I agree that Pittsburgh's pass protection has been bad in recent years -- I know I've written that on HSS and SCI -- and I don't disagree that Big Ben has (mostly) been better than his pass protection, but I think it's hard to argue that Roethlisberger wasn't the beneficiary of having "a strong cast of players around him ... especially the o-line." Roethlisberger averaged some ridiculously low number of pass attempts per game his rookie season and relied primarily on the running game to make his job infinitely easier. Put Couch, Harrington and Carr in similar situations their rookie seasons and I bet they win more games than they did with their actual teams.

I'd also point out that for all of Roethlisberger's scrambling ability, he is also responsible for a fair share of sacks that still get blamed on the o-line. I'm not saying it evens out -- I have no idea, I haven't looked at it -- but it's worth pointing out.

I also take issue with this part of Illanin's comment: "Ryan, is there something in your contract with AOL that forces you to write one piece of conventional wisdom bullcrap every three articles or something?" One of three articles? Huh, I was shooting for one out of two, so I've dropped the ball on that one too. Seriously, I do love that you people aren't afraid to call me out. It keeps me from just completely making stuff up.

In other semi-draft-related news, I posted two Steelers-related things on the ol' AOL site. One about the Steelers drafting OSU's Anthony Gonzalez in the second round; and another about the importance of special teams.

The special teams talk isn't news around these parts, but it's the first time I've mentioned Gonzalez. And the only reason I got on that kick is because of -- you guessed it -- Mike Mayock. He's been running down his first-day favorites the past week or so and he absolutely loves Gonzalez and Steve Smith as second-round slot receivers. Both guys ran sub 4.5-forties, but more importantly, excel and getting open and catching passes.

Now, I'm not convinced Pittsburgh should take a wideout in the second round with about 20 other more important needs, but it doesn't hurt anything to talk about it. I know I was pimping TE Zach Miller earlier this off-season in this spot -- and now, it looks like he might be available -- but if Bruce Arians is going to go to more four-wide sets and disregards my advice on Miller, the Steelers are still two wide receivers short. I still have high hopes for Nate Washington but like the Chicago Bears, Cedrick Wilson is who we thought he was.

Honestly, my Steelers Day-1 draft board is still pretty muddled, though I did take a stab at who I liked in the first round in my latest SCI column: Willis, Carriker, Beason, Brown. Let's just say the SCI message board was less than excited about my choices, but what can I say, I'm no Mike Mayock.

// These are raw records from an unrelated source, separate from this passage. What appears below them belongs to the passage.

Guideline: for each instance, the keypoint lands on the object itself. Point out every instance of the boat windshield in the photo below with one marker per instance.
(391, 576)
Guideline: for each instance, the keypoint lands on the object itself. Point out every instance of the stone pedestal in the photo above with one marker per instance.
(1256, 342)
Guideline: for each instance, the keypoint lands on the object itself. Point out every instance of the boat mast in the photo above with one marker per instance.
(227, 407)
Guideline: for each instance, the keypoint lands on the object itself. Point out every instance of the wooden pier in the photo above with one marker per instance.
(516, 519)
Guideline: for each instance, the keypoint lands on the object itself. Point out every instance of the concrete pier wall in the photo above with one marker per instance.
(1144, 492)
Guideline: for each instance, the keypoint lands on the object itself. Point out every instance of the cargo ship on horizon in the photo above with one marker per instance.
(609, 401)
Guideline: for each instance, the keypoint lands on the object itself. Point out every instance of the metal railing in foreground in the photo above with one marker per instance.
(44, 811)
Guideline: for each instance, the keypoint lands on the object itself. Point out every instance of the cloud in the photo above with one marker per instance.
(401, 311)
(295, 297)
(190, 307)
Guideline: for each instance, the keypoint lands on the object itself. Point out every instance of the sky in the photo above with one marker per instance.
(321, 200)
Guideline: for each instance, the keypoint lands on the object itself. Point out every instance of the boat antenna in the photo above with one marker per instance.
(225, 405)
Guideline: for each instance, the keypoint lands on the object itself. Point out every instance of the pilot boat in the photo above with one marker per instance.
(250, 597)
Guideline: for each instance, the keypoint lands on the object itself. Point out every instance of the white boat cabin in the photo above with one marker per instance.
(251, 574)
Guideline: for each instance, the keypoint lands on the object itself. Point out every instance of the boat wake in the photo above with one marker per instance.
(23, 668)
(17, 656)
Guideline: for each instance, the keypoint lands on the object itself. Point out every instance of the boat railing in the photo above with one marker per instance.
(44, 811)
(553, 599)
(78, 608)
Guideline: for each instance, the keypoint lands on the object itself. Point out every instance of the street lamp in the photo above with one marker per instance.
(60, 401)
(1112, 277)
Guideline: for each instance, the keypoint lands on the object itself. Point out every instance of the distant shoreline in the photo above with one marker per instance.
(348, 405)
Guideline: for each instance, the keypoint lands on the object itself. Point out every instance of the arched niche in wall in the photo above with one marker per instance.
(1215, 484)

(Oh, which reminds me: Mayock ranks his top 64 players and Rich Gosselin has a similar list. These guys might be two of the best and unlike me, people generally respect them for their draft knowledge.)

Finally, one last thing. Wexell runs a nice column every once in a while where he peppers an anonymous source on the Steelers payroll with questions about what's going on on the South Side. Anyway, in his latest, his source makes a good point: basically, scheme is overrated. Whether it's the 3-4, 4-3 or whatever, it's about -- and I know, this sounds like a cliche -- putting guys in position to make plays. You know, kinda like Bill Belichick and the Patriots. The point, I guess, is that whomever the Steelers draft, it doesn't necessarily mean they are going in one direction over another in the coming years, or that guys like Casey Hampton or Troy Polamalu become expendable.